Physical exercise is known to be as effective as drugs to prevent depression. The possible mechanisms for the beneficial effects may be thermogenic, endorphins, monoamine, distraction, or self-efficacy hypothesis. However, a combination of biological, psychological, and sociological factors is likely to influence the relationship between exercise and depression [44]. In the present study, the findings support the notion that spirituality is beneficial against depression. The mechanisms through which potential benefits may occur are coping styles, locus of control, social support, social networks, physiological mechanisms, and architecture & the built environment [45]. It is known fact that unsound sleep is common in depressed older adults and may be the presenting complaint. Depressed individuals may suffer from a range of insomnia symptoms, including difficulty falling asleep (sleep onset insomnia), difficulty staying asleep (sleep maintenance insomnia), un-refreshing sleep, and daytime sleepiness. However, the risk of developing depression is highest among people with both sleep onset and sleep maintenance insomnia [46]. The relationship between hypertension and depression may be due to increased adrenergic activity in hypertension leading to depression among older adults. The other possible explanation could be that somatic symptoms, lower quality of life, lack of occupational and social role function associated with hypertension may predispose to psychological distress in older adults, especially depression [47]. The ease of using these factors in community or as a part of Comprehensive Geriatric Assessment (CGA) in healthcare settings presents an opportunity for early identification of older adults at risk of depression.

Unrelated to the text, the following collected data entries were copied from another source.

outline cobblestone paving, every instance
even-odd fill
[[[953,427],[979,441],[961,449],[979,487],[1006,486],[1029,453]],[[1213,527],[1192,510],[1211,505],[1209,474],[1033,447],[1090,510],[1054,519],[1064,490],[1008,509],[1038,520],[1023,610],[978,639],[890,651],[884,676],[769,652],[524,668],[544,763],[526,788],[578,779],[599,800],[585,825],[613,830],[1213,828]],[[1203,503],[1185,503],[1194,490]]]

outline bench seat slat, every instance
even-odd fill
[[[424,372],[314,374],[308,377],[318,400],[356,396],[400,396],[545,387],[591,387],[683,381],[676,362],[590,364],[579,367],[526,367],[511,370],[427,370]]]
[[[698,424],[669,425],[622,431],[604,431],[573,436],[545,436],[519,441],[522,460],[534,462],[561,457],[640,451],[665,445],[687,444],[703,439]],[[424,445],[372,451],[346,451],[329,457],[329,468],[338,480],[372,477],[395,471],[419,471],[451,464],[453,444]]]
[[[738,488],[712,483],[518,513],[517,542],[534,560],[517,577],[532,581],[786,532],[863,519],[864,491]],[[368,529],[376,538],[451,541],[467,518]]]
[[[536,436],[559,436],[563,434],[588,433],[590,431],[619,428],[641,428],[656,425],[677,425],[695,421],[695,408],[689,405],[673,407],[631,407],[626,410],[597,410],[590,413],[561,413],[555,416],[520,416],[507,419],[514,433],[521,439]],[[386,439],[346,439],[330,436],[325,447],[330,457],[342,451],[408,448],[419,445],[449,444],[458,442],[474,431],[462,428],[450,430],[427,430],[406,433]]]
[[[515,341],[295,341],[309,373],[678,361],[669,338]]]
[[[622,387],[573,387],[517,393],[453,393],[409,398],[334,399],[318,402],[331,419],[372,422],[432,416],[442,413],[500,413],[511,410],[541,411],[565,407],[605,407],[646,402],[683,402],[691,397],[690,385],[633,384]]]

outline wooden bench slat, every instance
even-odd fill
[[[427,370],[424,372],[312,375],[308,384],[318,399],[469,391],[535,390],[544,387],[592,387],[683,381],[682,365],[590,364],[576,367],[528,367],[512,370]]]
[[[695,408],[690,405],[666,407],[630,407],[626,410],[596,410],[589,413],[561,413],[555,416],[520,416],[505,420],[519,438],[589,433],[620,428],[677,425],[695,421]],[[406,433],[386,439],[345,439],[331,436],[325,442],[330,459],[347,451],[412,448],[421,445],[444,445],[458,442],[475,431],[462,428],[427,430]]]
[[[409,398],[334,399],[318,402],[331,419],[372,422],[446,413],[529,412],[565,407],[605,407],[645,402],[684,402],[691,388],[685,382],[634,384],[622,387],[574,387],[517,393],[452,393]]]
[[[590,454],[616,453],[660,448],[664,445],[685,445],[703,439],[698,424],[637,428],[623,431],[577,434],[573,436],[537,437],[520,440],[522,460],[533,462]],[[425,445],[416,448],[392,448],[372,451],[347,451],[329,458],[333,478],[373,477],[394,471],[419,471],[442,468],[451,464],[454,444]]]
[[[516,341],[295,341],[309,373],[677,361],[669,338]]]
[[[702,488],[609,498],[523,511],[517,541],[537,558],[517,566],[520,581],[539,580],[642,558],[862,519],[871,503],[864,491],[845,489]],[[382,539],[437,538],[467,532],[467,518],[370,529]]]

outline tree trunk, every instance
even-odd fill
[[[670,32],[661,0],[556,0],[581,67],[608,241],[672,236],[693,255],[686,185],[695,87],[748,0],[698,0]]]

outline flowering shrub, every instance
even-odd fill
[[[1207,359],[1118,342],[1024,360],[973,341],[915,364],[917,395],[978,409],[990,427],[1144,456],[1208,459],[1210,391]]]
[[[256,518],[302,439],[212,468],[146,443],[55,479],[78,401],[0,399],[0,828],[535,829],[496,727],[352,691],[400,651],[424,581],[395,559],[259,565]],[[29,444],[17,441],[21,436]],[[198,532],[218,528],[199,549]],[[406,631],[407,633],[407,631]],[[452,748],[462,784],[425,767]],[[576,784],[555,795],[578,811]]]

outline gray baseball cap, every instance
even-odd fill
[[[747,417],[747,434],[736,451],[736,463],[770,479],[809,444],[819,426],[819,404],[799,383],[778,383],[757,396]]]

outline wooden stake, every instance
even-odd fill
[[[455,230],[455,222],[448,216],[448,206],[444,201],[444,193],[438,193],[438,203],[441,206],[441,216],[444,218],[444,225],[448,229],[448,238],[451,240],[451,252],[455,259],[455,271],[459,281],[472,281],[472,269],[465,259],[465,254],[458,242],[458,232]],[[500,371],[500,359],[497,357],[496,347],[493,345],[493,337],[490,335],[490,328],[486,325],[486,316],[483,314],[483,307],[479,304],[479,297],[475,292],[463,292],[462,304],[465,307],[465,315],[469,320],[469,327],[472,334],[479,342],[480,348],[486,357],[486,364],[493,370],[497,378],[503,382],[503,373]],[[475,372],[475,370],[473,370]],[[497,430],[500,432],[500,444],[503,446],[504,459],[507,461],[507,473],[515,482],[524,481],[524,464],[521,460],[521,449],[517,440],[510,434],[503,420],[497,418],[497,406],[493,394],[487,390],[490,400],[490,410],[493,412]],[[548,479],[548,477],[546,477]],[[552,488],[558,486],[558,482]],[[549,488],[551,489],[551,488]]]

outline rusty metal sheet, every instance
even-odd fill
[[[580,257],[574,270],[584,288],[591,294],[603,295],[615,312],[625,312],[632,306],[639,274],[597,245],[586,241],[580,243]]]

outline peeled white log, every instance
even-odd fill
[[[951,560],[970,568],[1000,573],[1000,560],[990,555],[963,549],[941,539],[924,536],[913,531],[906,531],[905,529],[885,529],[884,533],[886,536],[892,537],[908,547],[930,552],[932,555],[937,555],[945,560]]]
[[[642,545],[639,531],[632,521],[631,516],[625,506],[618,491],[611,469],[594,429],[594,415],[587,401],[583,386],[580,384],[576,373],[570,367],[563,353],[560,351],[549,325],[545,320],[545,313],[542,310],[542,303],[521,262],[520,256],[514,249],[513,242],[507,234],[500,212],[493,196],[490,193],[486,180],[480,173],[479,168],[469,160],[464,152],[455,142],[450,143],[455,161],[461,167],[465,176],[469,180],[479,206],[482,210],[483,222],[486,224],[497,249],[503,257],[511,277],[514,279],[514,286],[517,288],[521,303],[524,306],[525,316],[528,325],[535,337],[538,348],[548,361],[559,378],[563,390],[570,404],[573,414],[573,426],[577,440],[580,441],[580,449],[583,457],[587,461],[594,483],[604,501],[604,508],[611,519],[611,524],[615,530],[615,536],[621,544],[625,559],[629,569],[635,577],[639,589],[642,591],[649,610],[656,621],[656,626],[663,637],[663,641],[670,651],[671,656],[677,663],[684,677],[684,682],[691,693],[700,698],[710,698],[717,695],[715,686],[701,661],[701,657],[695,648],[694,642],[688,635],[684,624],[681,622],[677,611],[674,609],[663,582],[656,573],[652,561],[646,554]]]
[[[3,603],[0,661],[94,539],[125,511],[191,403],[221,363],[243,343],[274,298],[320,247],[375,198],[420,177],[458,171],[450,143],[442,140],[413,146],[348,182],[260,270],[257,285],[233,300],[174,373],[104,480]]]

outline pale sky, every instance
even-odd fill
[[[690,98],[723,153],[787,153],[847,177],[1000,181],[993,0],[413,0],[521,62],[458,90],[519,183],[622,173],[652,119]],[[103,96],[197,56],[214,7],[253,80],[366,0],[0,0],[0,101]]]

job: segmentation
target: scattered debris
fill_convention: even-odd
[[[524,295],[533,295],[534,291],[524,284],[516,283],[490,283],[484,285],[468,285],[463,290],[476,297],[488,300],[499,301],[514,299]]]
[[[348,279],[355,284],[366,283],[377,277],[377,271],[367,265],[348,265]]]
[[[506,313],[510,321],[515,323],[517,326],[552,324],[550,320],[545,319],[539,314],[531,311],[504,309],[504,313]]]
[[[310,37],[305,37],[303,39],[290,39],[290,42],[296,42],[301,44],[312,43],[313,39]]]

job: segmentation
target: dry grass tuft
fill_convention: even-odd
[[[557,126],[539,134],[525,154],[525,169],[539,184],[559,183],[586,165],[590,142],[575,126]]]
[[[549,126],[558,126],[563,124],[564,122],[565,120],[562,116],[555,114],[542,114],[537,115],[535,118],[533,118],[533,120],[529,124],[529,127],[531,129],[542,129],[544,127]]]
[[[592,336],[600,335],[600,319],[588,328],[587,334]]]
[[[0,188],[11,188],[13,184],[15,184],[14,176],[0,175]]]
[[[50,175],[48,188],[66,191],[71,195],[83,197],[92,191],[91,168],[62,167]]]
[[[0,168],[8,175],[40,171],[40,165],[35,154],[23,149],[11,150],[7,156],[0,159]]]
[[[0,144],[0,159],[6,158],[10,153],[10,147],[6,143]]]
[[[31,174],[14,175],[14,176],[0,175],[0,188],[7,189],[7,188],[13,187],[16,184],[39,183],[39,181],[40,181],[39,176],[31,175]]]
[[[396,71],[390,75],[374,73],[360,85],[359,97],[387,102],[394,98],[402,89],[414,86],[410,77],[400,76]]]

This study draws evidence on a representative population of urban slum older adults to report on the prevalence of depression applicable to older adults from similar other settings. However, there are a few limitations. First, the selection of eldest in houses with more than one older person may have introduced systematic bias in relation to age distribution of the sample. However, the age was normally distributed in the sample (Shapiro–Wilk Test, > 0.05). Second, the length of proforma restricted using an objective sleep quality questionnaire. Third, the temporality of predictors of depression cannot be established (inherent limitation of study design). Fourth, the family support variables could have been qualitative; however, the rapport and familiarity with the study area and participants meant that the categorical (Yes/No) data capture would be reliable and accurate.

The study findings have important implications. A competent system should be in place at the Urban Health Training Centre (UHTC) of AIIMS Raipur and similar other primary healthcare delivery points across the country for early identification and management of depression in older adults. Incorporating social isolation and functionality assessment along with use of GDS-15 routinely by healthcare providers for all older adults attending the outpatient departments should be considered. All family members should be sensitized about psychosocial support given to older adults in their families as a part of home health care for older adults. This can be supported by formation of self-help groups and engagement of older adults in community-based activities of UHTC, AIIMS, Raipur or other primary healthcare delivery points. The scope of using GDS-15 for routine community screening of older adults in addition to risk assessment based on predictors of this study should be explored.

To conclude, a holistic approach to care of older adults is vital as healthcare providers seek to understand the impact of multiple, complex, interconnected physical, mental, spiritual, and social factors on overall health and well-being of older adults.